Na mesma linha de investigação, Cerutti (1991) procurou verificar a

concordância com instruções em esquemas independentes da resposta, a fim de

analisar se a insensibilidade ao esquema seria determinada por reforçamento do

responder inapropriado ou por características discriminativas dos esquemas. Para

tanto, o autor hipotetizou que esquemas mistos ocasionariam maior insensibilidade

no responder que esquemas simples, em virtude da dificuldade de discriminação das

contingências envolvida nos primeiros em comparação aos últimos.
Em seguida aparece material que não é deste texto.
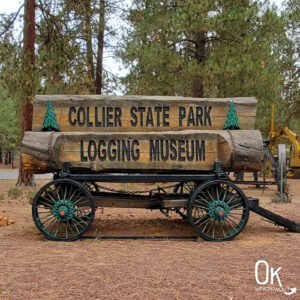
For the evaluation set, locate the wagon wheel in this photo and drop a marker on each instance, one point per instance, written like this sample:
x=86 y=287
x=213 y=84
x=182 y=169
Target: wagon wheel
x=63 y=210
x=218 y=210
x=91 y=186
x=184 y=188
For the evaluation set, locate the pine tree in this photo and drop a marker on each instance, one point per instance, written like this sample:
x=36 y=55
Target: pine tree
x=50 y=122
x=232 y=121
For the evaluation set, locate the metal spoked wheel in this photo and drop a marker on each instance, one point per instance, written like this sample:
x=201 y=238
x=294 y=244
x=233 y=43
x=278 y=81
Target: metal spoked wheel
x=91 y=186
x=184 y=188
x=63 y=210
x=218 y=210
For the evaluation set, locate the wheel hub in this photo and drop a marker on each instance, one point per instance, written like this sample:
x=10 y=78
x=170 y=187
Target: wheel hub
x=218 y=210
x=63 y=210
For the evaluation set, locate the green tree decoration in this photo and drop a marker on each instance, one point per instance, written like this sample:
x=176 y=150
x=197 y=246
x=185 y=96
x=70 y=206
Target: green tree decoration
x=50 y=122
x=232 y=121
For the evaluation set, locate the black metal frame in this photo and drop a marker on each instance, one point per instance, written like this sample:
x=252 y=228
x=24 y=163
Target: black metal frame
x=218 y=173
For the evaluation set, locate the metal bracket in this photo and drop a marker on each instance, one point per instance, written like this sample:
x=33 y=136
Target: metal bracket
x=65 y=171
x=218 y=169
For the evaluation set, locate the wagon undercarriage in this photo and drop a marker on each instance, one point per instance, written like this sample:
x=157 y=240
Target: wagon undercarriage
x=216 y=208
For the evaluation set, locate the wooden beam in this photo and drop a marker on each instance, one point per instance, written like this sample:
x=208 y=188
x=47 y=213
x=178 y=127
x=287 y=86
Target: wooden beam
x=90 y=113
x=160 y=152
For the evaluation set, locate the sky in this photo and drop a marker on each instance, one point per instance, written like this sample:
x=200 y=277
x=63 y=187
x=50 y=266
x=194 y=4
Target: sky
x=11 y=6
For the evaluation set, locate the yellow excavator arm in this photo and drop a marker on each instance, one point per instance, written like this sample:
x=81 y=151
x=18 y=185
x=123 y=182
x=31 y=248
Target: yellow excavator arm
x=285 y=133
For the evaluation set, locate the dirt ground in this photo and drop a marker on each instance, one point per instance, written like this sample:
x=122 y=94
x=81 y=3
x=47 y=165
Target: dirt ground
x=32 y=267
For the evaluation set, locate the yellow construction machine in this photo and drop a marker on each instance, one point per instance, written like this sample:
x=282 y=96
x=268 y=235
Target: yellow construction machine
x=273 y=159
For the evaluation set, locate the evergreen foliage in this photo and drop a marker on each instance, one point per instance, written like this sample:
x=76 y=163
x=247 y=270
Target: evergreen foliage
x=247 y=52
x=232 y=121
x=50 y=122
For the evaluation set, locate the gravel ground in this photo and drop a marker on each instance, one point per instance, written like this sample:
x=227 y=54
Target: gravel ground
x=34 y=268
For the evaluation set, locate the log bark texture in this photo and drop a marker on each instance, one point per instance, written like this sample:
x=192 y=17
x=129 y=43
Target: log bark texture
x=91 y=113
x=158 y=152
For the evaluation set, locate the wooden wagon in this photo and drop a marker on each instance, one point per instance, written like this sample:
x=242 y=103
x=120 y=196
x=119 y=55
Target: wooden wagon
x=88 y=140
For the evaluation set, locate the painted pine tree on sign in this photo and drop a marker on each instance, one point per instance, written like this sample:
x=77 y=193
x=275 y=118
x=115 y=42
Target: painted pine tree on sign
x=50 y=122
x=232 y=121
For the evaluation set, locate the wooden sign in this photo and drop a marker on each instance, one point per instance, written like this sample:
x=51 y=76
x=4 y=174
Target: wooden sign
x=189 y=150
x=139 y=113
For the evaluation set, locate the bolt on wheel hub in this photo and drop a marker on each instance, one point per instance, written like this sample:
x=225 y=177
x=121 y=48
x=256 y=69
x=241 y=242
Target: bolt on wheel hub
x=218 y=210
x=63 y=210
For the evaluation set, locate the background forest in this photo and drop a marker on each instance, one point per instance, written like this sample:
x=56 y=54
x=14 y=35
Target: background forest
x=222 y=48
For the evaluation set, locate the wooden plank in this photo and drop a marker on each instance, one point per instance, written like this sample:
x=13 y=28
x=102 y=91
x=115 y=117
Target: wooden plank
x=181 y=151
x=141 y=113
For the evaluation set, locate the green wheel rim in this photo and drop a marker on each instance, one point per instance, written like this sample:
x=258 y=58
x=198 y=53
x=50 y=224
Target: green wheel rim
x=63 y=210
x=218 y=210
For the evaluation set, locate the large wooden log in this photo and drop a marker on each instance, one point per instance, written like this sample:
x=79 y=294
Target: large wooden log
x=181 y=151
x=141 y=113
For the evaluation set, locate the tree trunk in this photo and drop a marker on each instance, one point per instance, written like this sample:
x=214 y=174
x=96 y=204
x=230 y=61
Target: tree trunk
x=99 y=70
x=6 y=158
x=89 y=45
x=200 y=39
x=28 y=81
x=143 y=152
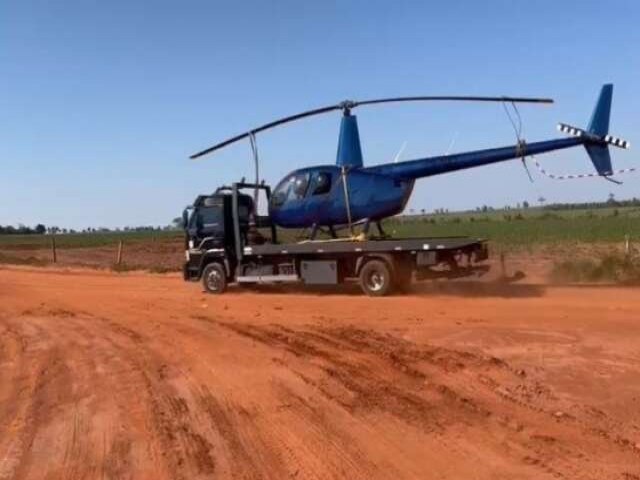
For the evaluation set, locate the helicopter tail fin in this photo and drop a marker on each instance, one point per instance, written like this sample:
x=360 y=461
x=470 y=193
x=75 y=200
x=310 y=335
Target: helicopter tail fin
x=596 y=136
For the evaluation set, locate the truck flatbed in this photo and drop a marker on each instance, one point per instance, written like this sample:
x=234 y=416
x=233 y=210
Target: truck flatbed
x=221 y=249
x=358 y=246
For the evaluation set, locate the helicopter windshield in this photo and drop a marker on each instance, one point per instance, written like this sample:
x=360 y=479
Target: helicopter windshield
x=293 y=187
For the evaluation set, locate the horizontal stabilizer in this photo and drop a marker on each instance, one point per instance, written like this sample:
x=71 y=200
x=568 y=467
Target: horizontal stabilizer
x=617 y=142
x=601 y=159
x=568 y=129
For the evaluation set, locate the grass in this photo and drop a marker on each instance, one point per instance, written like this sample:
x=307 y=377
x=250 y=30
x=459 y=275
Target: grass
x=84 y=240
x=526 y=228
x=609 y=268
x=506 y=229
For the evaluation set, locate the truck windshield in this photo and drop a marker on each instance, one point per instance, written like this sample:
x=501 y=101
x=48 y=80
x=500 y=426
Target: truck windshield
x=207 y=218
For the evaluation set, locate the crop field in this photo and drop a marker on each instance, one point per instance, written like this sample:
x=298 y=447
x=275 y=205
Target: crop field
x=528 y=228
x=535 y=239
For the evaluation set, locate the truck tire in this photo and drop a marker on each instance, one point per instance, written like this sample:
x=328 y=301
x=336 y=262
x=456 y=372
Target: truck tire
x=376 y=279
x=214 y=278
x=403 y=279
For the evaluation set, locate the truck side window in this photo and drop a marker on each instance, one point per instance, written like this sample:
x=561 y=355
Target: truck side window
x=210 y=217
x=322 y=183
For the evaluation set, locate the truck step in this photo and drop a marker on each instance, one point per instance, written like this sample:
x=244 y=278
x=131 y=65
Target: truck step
x=267 y=278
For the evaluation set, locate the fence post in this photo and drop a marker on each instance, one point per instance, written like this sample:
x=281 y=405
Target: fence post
x=119 y=257
x=627 y=248
x=54 y=253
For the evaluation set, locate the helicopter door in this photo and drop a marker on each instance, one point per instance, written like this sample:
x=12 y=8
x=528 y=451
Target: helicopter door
x=320 y=184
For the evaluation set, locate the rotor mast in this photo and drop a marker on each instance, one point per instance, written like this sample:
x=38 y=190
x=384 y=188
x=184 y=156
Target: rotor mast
x=349 y=150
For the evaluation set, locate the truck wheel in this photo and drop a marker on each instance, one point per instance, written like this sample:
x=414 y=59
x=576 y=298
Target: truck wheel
x=214 y=278
x=376 y=278
x=403 y=280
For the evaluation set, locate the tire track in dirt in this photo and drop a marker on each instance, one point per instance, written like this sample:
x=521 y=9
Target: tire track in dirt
x=434 y=388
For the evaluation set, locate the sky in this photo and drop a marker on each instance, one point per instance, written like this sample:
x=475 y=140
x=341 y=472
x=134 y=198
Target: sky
x=101 y=103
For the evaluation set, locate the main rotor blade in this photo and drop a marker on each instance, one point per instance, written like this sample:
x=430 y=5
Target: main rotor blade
x=267 y=126
x=455 y=98
x=348 y=105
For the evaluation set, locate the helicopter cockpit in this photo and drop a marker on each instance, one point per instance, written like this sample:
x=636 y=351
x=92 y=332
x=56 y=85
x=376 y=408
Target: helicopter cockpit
x=300 y=185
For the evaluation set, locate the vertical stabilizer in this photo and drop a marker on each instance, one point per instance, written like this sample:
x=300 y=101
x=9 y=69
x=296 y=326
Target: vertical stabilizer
x=599 y=123
x=349 y=151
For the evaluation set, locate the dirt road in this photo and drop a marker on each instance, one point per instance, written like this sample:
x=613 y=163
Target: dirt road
x=138 y=376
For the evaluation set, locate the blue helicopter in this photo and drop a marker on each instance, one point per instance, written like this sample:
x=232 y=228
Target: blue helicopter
x=346 y=193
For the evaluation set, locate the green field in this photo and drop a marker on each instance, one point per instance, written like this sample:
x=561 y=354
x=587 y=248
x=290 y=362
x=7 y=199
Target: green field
x=504 y=228
x=79 y=240
x=525 y=228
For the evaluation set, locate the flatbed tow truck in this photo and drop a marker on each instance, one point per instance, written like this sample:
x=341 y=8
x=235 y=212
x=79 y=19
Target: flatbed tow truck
x=224 y=244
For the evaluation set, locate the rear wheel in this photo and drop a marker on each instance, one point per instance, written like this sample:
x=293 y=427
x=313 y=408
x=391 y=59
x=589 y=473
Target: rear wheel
x=403 y=279
x=214 y=278
x=376 y=278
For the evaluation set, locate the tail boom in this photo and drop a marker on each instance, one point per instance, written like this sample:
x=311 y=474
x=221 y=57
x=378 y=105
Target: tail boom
x=427 y=167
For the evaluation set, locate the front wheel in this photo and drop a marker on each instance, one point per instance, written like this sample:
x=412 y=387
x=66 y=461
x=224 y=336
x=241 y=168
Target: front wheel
x=376 y=278
x=214 y=278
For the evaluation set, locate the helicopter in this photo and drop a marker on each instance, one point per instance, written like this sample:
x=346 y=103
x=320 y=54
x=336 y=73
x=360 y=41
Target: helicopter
x=347 y=192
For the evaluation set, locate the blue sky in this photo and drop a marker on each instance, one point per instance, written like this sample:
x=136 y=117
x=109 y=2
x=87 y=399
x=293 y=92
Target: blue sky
x=102 y=102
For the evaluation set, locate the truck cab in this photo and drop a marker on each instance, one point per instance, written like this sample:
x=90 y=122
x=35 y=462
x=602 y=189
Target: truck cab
x=226 y=241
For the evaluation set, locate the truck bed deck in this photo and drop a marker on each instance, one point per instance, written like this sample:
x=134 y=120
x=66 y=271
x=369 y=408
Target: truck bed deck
x=380 y=246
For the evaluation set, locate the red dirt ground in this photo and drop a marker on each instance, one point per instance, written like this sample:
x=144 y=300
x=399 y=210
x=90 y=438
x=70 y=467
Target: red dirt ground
x=107 y=375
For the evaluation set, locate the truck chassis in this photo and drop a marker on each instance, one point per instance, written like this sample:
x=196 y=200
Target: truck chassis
x=381 y=266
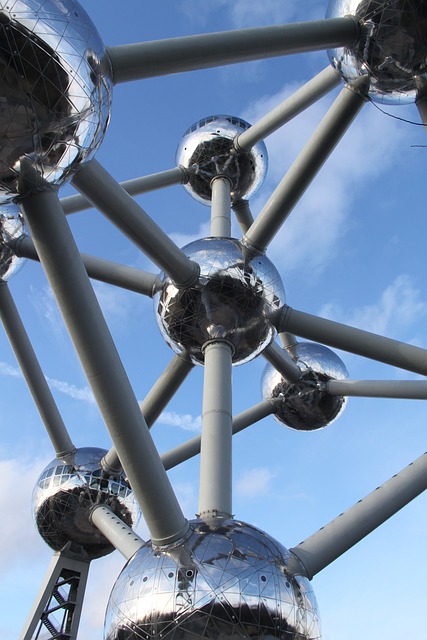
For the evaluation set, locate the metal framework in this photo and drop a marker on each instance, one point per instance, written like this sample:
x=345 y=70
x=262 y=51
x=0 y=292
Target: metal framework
x=51 y=242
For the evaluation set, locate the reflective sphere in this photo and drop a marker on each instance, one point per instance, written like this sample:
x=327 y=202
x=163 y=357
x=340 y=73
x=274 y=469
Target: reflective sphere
x=55 y=90
x=11 y=228
x=228 y=581
x=233 y=300
x=206 y=150
x=65 y=493
x=305 y=405
x=392 y=50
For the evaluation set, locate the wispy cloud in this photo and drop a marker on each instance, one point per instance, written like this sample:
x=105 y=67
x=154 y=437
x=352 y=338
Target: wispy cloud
x=399 y=307
x=77 y=393
x=255 y=483
x=184 y=421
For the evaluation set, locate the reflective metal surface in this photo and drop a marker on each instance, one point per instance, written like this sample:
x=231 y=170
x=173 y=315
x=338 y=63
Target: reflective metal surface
x=65 y=493
x=54 y=95
x=392 y=50
x=227 y=581
x=206 y=150
x=306 y=405
x=11 y=228
x=232 y=300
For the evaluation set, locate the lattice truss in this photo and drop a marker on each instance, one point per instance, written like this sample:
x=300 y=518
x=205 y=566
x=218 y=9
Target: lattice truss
x=219 y=301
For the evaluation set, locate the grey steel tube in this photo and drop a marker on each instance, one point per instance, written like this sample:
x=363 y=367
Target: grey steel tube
x=357 y=341
x=304 y=97
x=329 y=543
x=65 y=271
x=178 y=175
x=331 y=129
x=122 y=537
x=156 y=400
x=282 y=361
x=215 y=490
x=94 y=182
x=162 y=57
x=113 y=273
x=191 y=448
x=399 y=389
x=221 y=207
x=243 y=214
x=33 y=374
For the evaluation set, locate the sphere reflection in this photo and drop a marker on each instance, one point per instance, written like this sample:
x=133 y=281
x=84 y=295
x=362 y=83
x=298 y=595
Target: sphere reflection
x=227 y=580
x=233 y=300
x=206 y=151
x=306 y=405
x=392 y=49
x=65 y=493
x=54 y=92
x=11 y=228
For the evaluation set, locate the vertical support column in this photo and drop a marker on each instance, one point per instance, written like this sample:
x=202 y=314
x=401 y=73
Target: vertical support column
x=58 y=606
x=215 y=491
x=221 y=207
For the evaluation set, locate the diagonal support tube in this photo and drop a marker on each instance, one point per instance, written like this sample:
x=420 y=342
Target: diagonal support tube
x=333 y=126
x=175 y=55
x=191 y=448
x=113 y=273
x=33 y=374
x=329 y=543
x=303 y=98
x=96 y=184
x=70 y=284
x=357 y=341
x=155 y=401
x=178 y=175
x=398 y=389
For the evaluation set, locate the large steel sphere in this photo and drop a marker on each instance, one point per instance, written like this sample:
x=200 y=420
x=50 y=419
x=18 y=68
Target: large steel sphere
x=206 y=150
x=228 y=581
x=392 y=50
x=65 y=493
x=55 y=90
x=232 y=300
x=11 y=228
x=305 y=405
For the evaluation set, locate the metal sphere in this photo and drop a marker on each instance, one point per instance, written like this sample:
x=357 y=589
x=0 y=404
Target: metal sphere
x=233 y=300
x=392 y=50
x=206 y=150
x=306 y=405
x=11 y=228
x=55 y=90
x=227 y=580
x=65 y=493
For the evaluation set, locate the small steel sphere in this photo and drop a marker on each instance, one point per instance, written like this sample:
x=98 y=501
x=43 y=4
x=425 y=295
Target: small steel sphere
x=305 y=405
x=11 y=228
x=232 y=300
x=227 y=580
x=55 y=91
x=392 y=50
x=65 y=493
x=206 y=150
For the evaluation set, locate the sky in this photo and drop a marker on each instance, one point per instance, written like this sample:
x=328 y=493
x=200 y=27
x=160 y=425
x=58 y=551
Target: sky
x=353 y=250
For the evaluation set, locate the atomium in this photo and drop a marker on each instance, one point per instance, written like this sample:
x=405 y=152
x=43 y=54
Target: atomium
x=392 y=51
x=65 y=494
x=306 y=405
x=234 y=300
x=207 y=151
x=228 y=579
x=55 y=91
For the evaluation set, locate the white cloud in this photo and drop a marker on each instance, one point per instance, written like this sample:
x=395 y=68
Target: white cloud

Estudantes universitários foram instruídos a pressionar duas chaves para

evitar a ocorrência de tons que, no entanto, eram inevitáveis, isto é, independentes

dos desempenhos dos participantes. Os estudantes foram distribuídos em três grupos

de acordo com o esquema que vigorava para apresentação dos tons. Para o primeiro

grupo, os tons foram apresentados de acordo com um esquema misto tempo

randômico – tempo randômico (MIX RT RT). Para o segundo grupo, os tons foram

programados de acordo com um esquema misto tempo fixo – tempo fixo (MIX FT

FT). O último grupo foi submetido à apresentação de tons de acordo com um

esquema simples de tempo fixo (FT). Após um ciclo completo de reforçamento, os

participantes deveriam responder à questão “A melhor forma de se pressionar a

chave da esquerda/direita é...” escolhendo uma dentre as seis seguintes opções

apresentadas: “lentamente”, “muito lentamente”, “moderadamente lentamente”,

“rapidamente”, “muito rapidamente” e “moderadamente rapidamente”. Tais relatos

eram modelados, podendo produzir pontos que variavam de 0 a 3. Para uma chave, o

relato “lentamente” foi selecionado e para a outra, o relato “rapidamente” foi

escolhido como o correto. Após a sessão, os participantes completavam um

questionário de múltipla-escolha com três opções de respostas (“nunca”, “às vezes”,

“sempre”) para questões que verificavam se o pressionar prevenia os tons e se as

respostas sob a forma de pressionar influenciavam o comportamento não verbal de

pressão.

Os resultados mostraram que os participantes dos grupos de esquemas mistos

(MIX RT RT e MIX FT FT) apresentaram taxas de respostas mais elevadas que os

participantes do grupo FT, demonstrando assim maior concordância com a instrução

de esquiva fornecida e agindo como se houvesse uma relação de contingência entre

as taxas de respostas e a freqüência de apresentação dos tons. Estes participantes

também demonstraram significativa correlação entre suas respostas verbais (relatos

modelados) e não verbais (pressões às chaves). Quanto às respostas aos

questionários, os participantes dos grupos mistos relataram com maior freqüência

que os participantes do grupo FT que os tons poderiam ser prevenidos por suas

respostas.

De acordo com Cerutti (1991), o esquema FT foi o único a permitir que a

relação de independência entre as respostas de pressionar as chaves e a eliminação

dos tons exercesse controle discriminativo. Dessa forma o autor afirma que o

controle exercido por contingências verbais só é possível quando as contingências

programadas para o comportamento não verbal não exercem controle discriminativo

adequado, concordando assim com Torgrud e Holborn (1990) (Ver também Cerutti,

1989, para uma análise da proposta de que o seguimento de regras discrepantes de

contingências é mais provável de ocorrer quando as contingências são “fracas”, isto

é, quando há falta de controle pelas conseqüências colaterais do comportamento).